Unlike the first wave of the virus, which was concentrated in long-term care, the second has the virus spreading throughout the community, according to health officials. Desjardins says community spread poses a risk for people living in seniors residences because they are generally more active than are residents of long-term care homes.

“We have a clientele that is much more autonomous, that move around, families coming to visit, workers coming to the residence,” Desjardins said in a recent interview. “The virus is circulating in the community, and we’re in the community.”

Health Minister Christian Dube has expressed concern about cases appearing in private seniors homes, known as RPAs. On Sept. 15, he tightened health directives in those facilities, mandating that masks be worn in common areas such as hallways and elevators.

“The RPAs, for me, that’s our next problem if we’re not careful,” he said on Sept. 15.

Seniors residences must record the names of guests, who are required to wear masks. Despite the rules, there have been some outbreaks.

The four seniors residences listed as critical are located in the Quebec City area and in the region to its south, called Chaudiere-Appalaches. The RPA called Villa Ste-Rose in Laval, north of Montreal, has seen cases jump from four to 18 in recent days.

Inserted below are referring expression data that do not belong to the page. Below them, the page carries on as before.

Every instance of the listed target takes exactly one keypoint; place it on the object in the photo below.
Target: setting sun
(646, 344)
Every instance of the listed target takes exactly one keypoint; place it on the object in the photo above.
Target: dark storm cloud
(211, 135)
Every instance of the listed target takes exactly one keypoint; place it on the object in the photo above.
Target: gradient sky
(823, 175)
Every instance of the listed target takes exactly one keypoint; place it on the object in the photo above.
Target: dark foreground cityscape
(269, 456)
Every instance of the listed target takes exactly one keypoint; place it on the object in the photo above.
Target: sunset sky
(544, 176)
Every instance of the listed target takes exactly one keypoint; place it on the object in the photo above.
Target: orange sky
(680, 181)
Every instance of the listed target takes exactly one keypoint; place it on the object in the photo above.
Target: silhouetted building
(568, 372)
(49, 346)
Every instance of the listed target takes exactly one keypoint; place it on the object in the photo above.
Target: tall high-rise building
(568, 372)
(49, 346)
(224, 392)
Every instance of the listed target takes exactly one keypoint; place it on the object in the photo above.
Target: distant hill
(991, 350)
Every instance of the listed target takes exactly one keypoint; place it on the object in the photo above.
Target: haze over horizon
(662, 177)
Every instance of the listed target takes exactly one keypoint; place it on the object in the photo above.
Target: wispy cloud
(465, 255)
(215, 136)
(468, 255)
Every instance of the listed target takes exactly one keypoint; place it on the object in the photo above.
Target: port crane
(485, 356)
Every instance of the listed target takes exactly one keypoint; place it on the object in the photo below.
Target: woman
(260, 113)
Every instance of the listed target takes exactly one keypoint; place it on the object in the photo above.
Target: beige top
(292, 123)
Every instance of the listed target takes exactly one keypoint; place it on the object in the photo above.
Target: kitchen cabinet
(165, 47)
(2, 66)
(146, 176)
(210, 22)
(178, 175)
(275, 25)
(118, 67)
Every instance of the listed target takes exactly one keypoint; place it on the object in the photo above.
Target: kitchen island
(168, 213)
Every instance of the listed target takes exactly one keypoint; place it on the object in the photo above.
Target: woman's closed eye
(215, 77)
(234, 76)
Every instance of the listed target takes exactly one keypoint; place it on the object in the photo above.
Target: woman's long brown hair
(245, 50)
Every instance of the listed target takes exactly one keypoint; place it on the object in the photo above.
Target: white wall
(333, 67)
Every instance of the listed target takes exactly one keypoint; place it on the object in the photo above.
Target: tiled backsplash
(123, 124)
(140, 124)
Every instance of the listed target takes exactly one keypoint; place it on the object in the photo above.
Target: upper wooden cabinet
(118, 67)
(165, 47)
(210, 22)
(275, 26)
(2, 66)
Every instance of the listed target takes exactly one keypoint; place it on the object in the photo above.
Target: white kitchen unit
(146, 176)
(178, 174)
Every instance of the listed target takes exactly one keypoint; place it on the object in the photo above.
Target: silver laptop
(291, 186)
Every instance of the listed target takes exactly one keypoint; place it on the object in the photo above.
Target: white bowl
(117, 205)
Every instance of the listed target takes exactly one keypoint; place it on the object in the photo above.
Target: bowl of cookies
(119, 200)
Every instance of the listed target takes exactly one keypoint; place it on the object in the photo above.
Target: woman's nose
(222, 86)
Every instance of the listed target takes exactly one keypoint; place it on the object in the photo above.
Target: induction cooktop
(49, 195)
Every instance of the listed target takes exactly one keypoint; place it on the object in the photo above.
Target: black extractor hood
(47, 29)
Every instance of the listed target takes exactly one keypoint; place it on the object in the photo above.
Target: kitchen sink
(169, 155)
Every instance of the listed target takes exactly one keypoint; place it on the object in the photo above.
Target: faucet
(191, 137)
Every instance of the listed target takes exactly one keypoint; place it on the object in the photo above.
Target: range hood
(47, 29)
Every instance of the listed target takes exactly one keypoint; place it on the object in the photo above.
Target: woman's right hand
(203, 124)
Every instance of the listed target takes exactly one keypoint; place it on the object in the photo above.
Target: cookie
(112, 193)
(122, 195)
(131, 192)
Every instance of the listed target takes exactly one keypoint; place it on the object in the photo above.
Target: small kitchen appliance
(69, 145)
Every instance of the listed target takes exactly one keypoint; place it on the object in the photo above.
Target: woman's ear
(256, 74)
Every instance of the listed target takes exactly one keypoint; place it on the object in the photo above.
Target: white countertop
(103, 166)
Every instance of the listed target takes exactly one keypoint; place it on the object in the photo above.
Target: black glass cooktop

Dube said this week that while some cases in seniors residences are unavoidable, public health is contacting each place to ensure infection-control measures are being followed.

Louis Demers, a professor at Quebec’s public administration school, known as Ecole nationale d’administration publique, says the province should be concerned.

By raising the salaries of orderlies in long-term care homes, he said the government may have lured people away from the public sector. That attempt to reverse critical staff shortages in long-term care has the potential to increase seniors residences’ dependence on employment agencies.

“If your personnel is insufficient, and you have to choose between not giving a woman a bath, or giving one by someone who might have the virus, what do you do?” he said in a recent interview.

A major issue that contributed to hundreds of deaths in long-term care homes in the spring was the fact employees worked in more than one facility, often carrying the virus with them to vulnerable and captive populations.

Desjardins said it’s nearly impossible to “100 per cent” ensure staff only work at one residence, especially when some health professionals come in and out to provide services.

He said, however, that owners of residences generally ask staffing agencies to ensure personnel don’t rotate between facilities. When it comes to professionals providing medical services, they are asked not to visit multiple places in the same day, he explained.

Both Demers and Desjardins said private seniors residences are better prepared to face a second wave than long-term care homes were prepared to face the first wave of the novel coronavirus last spring.

Owners have a set of clear guidelines explaining which measures to impose based on the alert levels in their regions, covering everything from visitors to cafeteria dining. Infection-control measures are now known and understood, and personal protective equipment such as masks are available, Desjardins said.

Demers said the population in seniors residences are healthier than in long-term care homes and generally live in their own small apartments, which makes distancing easier. They’re also less likely to suffer from cognitive problems such as dementia.

He believes the government’s biggest challenge when it comes to private seniors homes is to find the right balance of measures that will protect people from the virus while allowing them the social contact that’s essential to their mental health.

After witnessing the hardships caused by the restrictive measures placed on seniors homes last spring — such as including banning all visitors and limiting movement — there’s little appetite for another lockdown, he said.